Managers and staff experiencing domestic abuse can contact the team for:
  • Information about, and signposting to, local, regional and national specialist support services
  • Further information and guidance on any section within this policy
  • Information and guidance on any other domestic abuse issue
The Community Safety Team cannot provide:
  • HR advice
  • Advice on disciplinary proceedings
  • Advocacy or casework support for staff experiencing domestic abuse
For further information, please contact:
Joan Flood, Community Safety Lead 
(Violence Against Women and Girls / Hate Crime)
Joanne Douglas, Workforce Development and Training Officer
(Violence against Women and Girls)
For further information on the work of Safe Newcastle:

17.0 Monitoring and review of the policy

The Community Safety Team and appropriate Overview and Scrutiny Panels will monitor this policy to evaluate its effectiveness and update and amend the policy and guidance as appropriate.

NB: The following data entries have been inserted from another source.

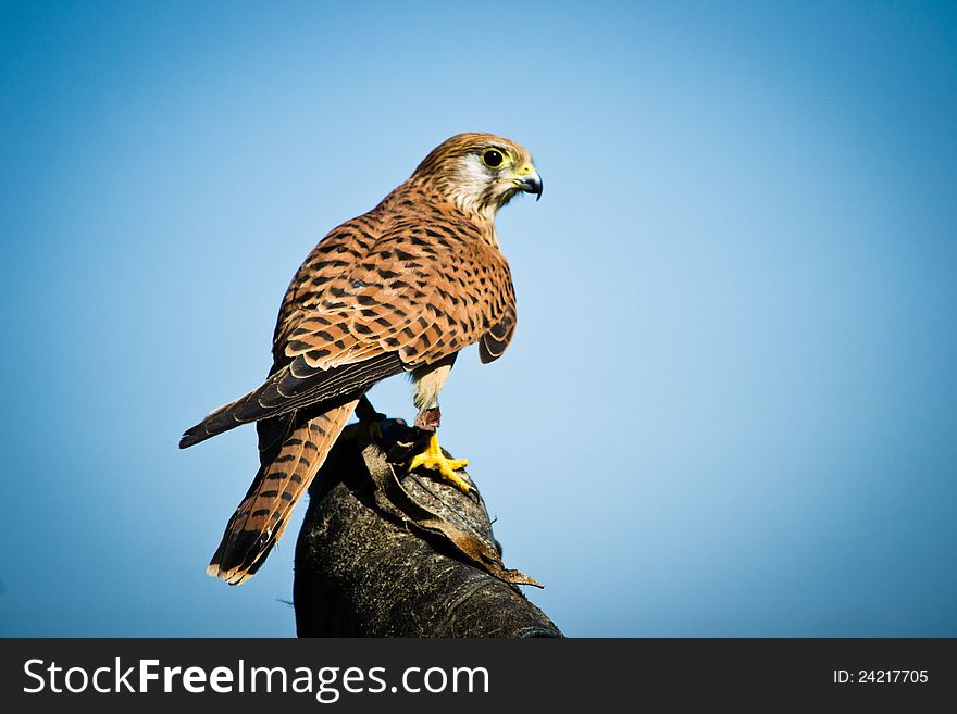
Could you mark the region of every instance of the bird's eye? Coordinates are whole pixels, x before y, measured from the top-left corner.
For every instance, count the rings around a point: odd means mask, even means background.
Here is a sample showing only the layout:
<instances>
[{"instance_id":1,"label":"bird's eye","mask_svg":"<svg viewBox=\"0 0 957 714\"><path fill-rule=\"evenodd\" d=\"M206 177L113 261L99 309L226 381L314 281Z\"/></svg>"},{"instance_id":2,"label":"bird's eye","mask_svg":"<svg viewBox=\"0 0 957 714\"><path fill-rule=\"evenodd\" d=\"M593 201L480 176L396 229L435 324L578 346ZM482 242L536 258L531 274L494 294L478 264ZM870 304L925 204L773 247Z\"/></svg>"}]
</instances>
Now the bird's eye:
<instances>
[{"instance_id":1,"label":"bird's eye","mask_svg":"<svg viewBox=\"0 0 957 714\"><path fill-rule=\"evenodd\" d=\"M482 154L482 163L489 168L498 168L502 161L505 161L505 156L501 155L501 151L496 149L489 149Z\"/></svg>"}]
</instances>

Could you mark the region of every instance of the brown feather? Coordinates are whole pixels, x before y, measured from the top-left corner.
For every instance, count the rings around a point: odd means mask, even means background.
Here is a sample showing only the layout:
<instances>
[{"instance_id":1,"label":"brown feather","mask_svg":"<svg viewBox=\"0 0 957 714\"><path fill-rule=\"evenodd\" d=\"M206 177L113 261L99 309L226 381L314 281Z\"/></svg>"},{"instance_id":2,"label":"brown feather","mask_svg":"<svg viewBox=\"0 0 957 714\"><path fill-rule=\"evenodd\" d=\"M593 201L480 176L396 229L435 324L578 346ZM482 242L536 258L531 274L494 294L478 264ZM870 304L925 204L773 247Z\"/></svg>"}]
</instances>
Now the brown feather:
<instances>
[{"instance_id":1,"label":"brown feather","mask_svg":"<svg viewBox=\"0 0 957 714\"><path fill-rule=\"evenodd\" d=\"M489 149L506 155L508 166L483 164ZM262 466L229 519L211 575L238 584L257 571L356 400L373 384L451 364L475 342L483 362L505 351L515 296L493 221L526 190L518 171L527 175L531 165L525 149L501 137L452 137L378 205L332 230L309 254L279 309L268 379L179 442L186 448L259 423Z\"/></svg>"}]
</instances>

Appendix 1: Policy context

This policy is aligned with and informed by the following policies, plans and strategies:
Newcastle City Council Build Forward Better: our medium-term plan for 2021-22 and 2022-23
This report sets out the areas in which Newcastle City council continues to invest, reflecting the needs of all our residents, and particularly those who are most vulnerable. It recognises that we continue to need to make tough choices and explains our rationale for those choices.
This Plan is informed by ongoing consultation with residents, businesses, and partners, and working in partnership across the city, it underlines the council’s continuing commitment to shaping the future of our great city by building forward together.
Our priorities and funding plans for our city are: 
  • Employment: creating more and better jobs 
  • Education and skills: the best learning and opportunities for all 
  • Environment: a clean, green and safe Newcastle 
  • Supporting the most vulnerable people in our city 
  • Health and social care: a healthy, caring city 
  • Housing: building more and better homes 
  • Transforming your public services
The Corporate Equalities Plan
This Plan aims to remove discrimination in employment on the grounds of race, gender and disability.
The Corporate Equalities Policy
This Policy commits to achieving equality of opportunity by removing all direct and
indirect discrimination on the grounds of gender.
Safe Newcastle Plan 2020-23
This Plan has reducing domestic abuse as one of its key strategic priorities with a focus on prevention, protection of victim / survivors and their children, and provision of services to victim / survivors, perpetrators and their children.
The Gender Equality Scheme
This Scheme has the following objectives:
  • Raise awareness of the scope and nature of domestic abuse
  • Reduce the fear of crime, especially among female residents
  • Ensure men and women have equal access to services, using monitoring data where appropriate
  • Promote and deliver employment policies and practices which meet the needs of all staff
  • Provide support for parents and carers
The Dignity at Work Policy
This Policy has the aim of ensuring that employees of Newcastle City Council are free from bullying, harassment and intimidation in the workplace.

Appendix 2: Local support services and interventions for victim / survivors and perpetrators

The Safe Newcastle Domestic Abuse Service Directory has information on local, regional and national services for victim / survivors, children, young people and perpetrators of domestic abuse.
Safeguarding concerns
Concern about a child: during office hours contact the Initial Response Service on 0191 277 2500
Concern about an adult at risk: during office hours contact Adult Social Care Direct on 0191 278 8377 or the Safeguarding Adults Unit on 0191 278 8156 
The out of hours number for concerns relating to both children and adults is 0191 278 7878 
Housing Advice Centre
The HAC can find emergency accommodation for people who are homeless due to domestic abuse.
Tel: 0800 1707 008
Trade Unions
Unions offer members a wide range of support on employment problems and some welfare support.